You could make the very same ‘what are the chances?” argument for this, this, this, this, this, and this.
Try to look at it differently
I’ll play into the probability argument a little, if only to prove it even more inadequate. Suppose the act of rolling a 20-sided die represented the big bang, and what ever the result was, that’s the universe that formed. Let’s say I roll a 5, and that creates a universe similar to ours, and after a while, intelligent life forms in universe 5. Well, obviously that intelligent life is going to wonder where it came from.
What are the chances that an intelligent life was formed from all those seemingly chaotic reactions?!! Well, the chances were 1 in 20.
Now let’s say I roll it again to make a new universe, and this time I get a 7. Universe 7 gives me intelligent life after a while, but it’s a helium based life form, and they aren’t made of flesh or blood. But they still wonder: what are the chances?
well, the chances are 1 in 20.
One last roll, this time, I get a 16, and that creates a universe that somehow doesn’t support the evolution of intelligent life. In universe 16, no intelligent life is there to ask the question: what are the chances?
The chances that a roll of the d20 will create a universe without intelligent life? 1 in 20.
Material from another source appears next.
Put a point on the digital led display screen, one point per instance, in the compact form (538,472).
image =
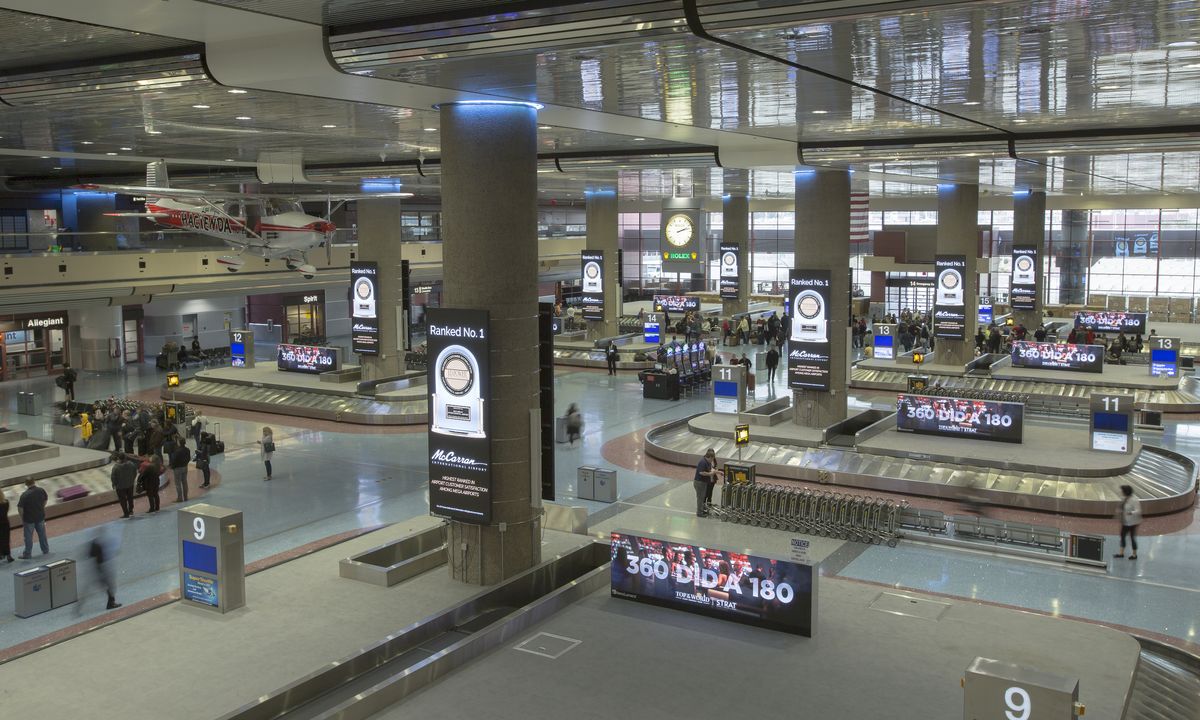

As far as we can tell, there is only one universe, so assuming that’s true, ask yourself this:
Do you think the intelligent life that could have been is wondering what the chances are?
The chance of it doesn’t matter one bit. It’s difficult to explain it any better, so I hope you’ll stop looking at the universe with preconceived notions that you’re special, and start being humble. You weren’t placed here by an intelligent being, you aren’t God’s conduit, and for those of you who have an abstract view of “God”, (i.e. a god of the gaps) I would ask you this:
Why not just save a step and say that the universe is eternal?
The words of Saint Thomas Aquinas:
“…As we attain to the knowledge of simple things by way of compound things, so must we reach to the knowledge of eternity by means of time, which is nothing but the numbering of movement by “before” and “after.” For since succession occurs in every movement, and one part comes after another, the fact that we reckon before and after in movement, makes us apprehend time, which is nothing else but the measure of before and after in movement. Now in a thing bereft of movement, which is always the same, there is no before or after. As therefore the idea of time consists in the numbering of before and after in movement; so likewise in the apprehension of the uniformity of what is outside of movement, consists the idea of eternity.”
We are the universe, go outside and look up.